Monday, June 2, 2008

Red Hair for Blue Eyes

This is a short character sketch for one of the main characters in a sort of science fiction novel that I'm writing called Wayland:

Prior Dibble’s mysteriousness was nothing unusual. He always smiled whether or not he was happy, and his eyes never failed to have that relaxed, smug, and cool blue look. He spoke with gestures, and the movements were too well-thought-out and too methodical to be natural habits. He trained himself to be pretentious. But in more relaxed moods, he could also just be a nice guy with a good sense of humor. By being able to make people laugh and by being able to intimidate people into sharp mental corners using pseudo-intellectual lectures, Prior Dibble embodied the perfect negotiator.

Five years ago, Wayland Priory faced a particularly difficult crisis when its hydrogen matrix – a critical component of Wayland’s automated water generator – broke beyond repair. While skates rushed to Wayland Priory’s neighbor, Basil Priory, to construct a replacement with the water engineers there, the entire community faced dehydration.
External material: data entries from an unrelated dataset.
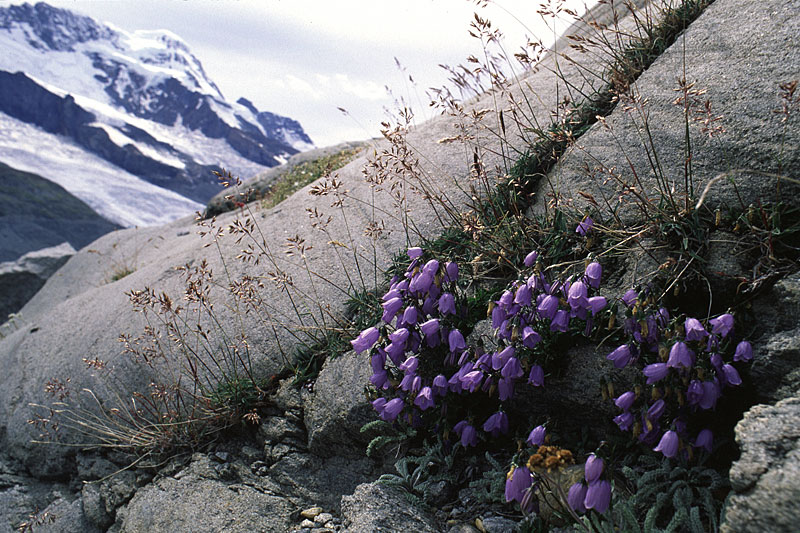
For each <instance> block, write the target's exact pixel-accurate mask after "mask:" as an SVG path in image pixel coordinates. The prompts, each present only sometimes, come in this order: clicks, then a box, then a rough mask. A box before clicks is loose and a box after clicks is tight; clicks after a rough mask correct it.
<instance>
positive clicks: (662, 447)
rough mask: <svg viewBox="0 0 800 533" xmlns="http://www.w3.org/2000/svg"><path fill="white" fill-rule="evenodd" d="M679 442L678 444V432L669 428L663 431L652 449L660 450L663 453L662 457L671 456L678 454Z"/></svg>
mask: <svg viewBox="0 0 800 533" xmlns="http://www.w3.org/2000/svg"><path fill="white" fill-rule="evenodd" d="M679 444H680V438H678V434H677V433H675V432H674V431H672V430H669V431H666V432H664V435H663V436H662V437H661V440H660V441H659V442H658V446H656V447H655V448H653V451H656V452H661V453H662V454H664V457H669V458H672V457H675V456H676V455H677V454H678V445H679Z"/></svg>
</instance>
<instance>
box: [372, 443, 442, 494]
mask: <svg viewBox="0 0 800 533" xmlns="http://www.w3.org/2000/svg"><path fill="white" fill-rule="evenodd" d="M457 452H458V447H453V448H452V449H451V450H450V452H446V451H445V450H444V446H443V443H442V441H441V439H438V440H437V442H436V444H434V445H431V446H425V447H424V448H423V451H422V454H421V455H410V454H409V455H406V456H405V457H402V458H401V459H399V460H398V461H397V462H396V463H395V465H394V467H395V470H397V474H383V475H382V476H381V477H380V478H379V479H378V482H380V483H383V484H385V485H390V486H395V487H400V488H402V489H403V490H404V491H405V492H406V494H407V496H408V499H409V501H411V502H412V503H416V504H420V503H430V496H431V493H430V491H431V488H432V486H433V485H434V484H436V483H439V482H441V481H446V482H448V483H454V481H455V479H454V476H455V474H456V473H455V471H454V465H455V461H456V455H457Z"/></svg>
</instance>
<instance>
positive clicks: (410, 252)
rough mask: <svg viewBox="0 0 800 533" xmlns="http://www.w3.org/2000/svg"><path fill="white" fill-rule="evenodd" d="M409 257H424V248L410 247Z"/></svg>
mask: <svg viewBox="0 0 800 533" xmlns="http://www.w3.org/2000/svg"><path fill="white" fill-rule="evenodd" d="M408 257H409V259H419V258H420V257H422V248H419V247H417V248H409V249H408Z"/></svg>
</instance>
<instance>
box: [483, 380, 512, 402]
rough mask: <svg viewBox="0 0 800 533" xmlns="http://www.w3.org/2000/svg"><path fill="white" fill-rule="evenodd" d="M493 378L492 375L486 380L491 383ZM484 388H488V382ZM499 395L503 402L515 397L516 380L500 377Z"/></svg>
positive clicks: (498, 388) (497, 391) (498, 389)
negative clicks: (514, 392)
mask: <svg viewBox="0 0 800 533" xmlns="http://www.w3.org/2000/svg"><path fill="white" fill-rule="evenodd" d="M491 380H492V378H491V377H489V379H487V380H486V383H489V382H490V381H491ZM483 390H487V387H486V384H484V386H483ZM497 397H498V398H500V401H501V402H504V401H506V400H510V399H511V398H513V397H514V380H513V379H510V378H500V380H499V381H498V382H497Z"/></svg>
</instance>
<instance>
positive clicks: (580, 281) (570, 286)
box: [567, 281, 589, 310]
mask: <svg viewBox="0 0 800 533" xmlns="http://www.w3.org/2000/svg"><path fill="white" fill-rule="evenodd" d="M567 302H568V303H569V306H570V307H571V308H572V309H573V310H574V309H586V308H587V307H589V300H588V290H587V288H586V285H585V284H584V283H583V282H582V281H576V282H575V283H573V284H572V285H570V286H569V291H568V292H567Z"/></svg>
By chance, however, a freelancer seeking a bounty arrived in Wayland on a freighter which, among other cargoes, had an old railroad tank car filled with brackish, but drinkable, water. The freelancer had no interest in trading it for anything Wayland Priory had to offer when Prior Dibble first explained the water situation, but the Prior nonetheless showed courtesy and hospitality towards the man. After sharing food, what little drink there was, and news with the traveler, Dibble still failed to reach any kind of reasonable agreement. But then at some point in the night, the freelancer noticed a limping, red-haired slave, and commented (only jokingly)to Prior Dibble that the slave looked similar to a wanted criminal, and that he might even fool his employers into paying the real guy’s bounty if someone were to bring him to them. Prior Dibble humored the freelancer’s far-fetched scam at first by sharing a laugh and jokingly proposing a trade for the water, but as the night wore on, Dibble’s sly, intelligent voice filled the freelancer’s head with assurances that easy money was at his finger tips, and that it would only cost him a bit of foul-tasting water to get the bounty without having to risk his neck going after the real guy.
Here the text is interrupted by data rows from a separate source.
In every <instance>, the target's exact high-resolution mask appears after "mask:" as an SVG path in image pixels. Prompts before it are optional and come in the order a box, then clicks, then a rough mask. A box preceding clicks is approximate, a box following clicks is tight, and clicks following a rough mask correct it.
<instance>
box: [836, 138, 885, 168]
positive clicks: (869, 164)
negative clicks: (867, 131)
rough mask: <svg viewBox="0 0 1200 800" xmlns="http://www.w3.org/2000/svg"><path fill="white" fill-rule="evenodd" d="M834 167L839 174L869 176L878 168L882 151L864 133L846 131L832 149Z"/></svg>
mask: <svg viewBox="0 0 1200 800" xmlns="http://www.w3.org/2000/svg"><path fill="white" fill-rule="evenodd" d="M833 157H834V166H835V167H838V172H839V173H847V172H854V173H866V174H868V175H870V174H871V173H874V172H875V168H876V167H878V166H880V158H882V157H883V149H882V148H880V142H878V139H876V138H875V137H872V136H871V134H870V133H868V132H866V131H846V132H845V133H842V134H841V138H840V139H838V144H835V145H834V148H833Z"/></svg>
When the freelancer departed the following morning, a giddy grin brightened his gaunt face. His freighter unmoored from Wayland Priory without the water. The red-haired slave that Prior Dibble had traded away looked back to his home in absolute horror. The people of Wayland Priory were not concerned, though, as they happily lined in front of the water tank car with jugs and containers to collect their much-needed rations. Prior Dibble was thirsty himself, but he did not line up. He watched his people with his calm, cool blue eyes, and smiled broadly at his own cleverness.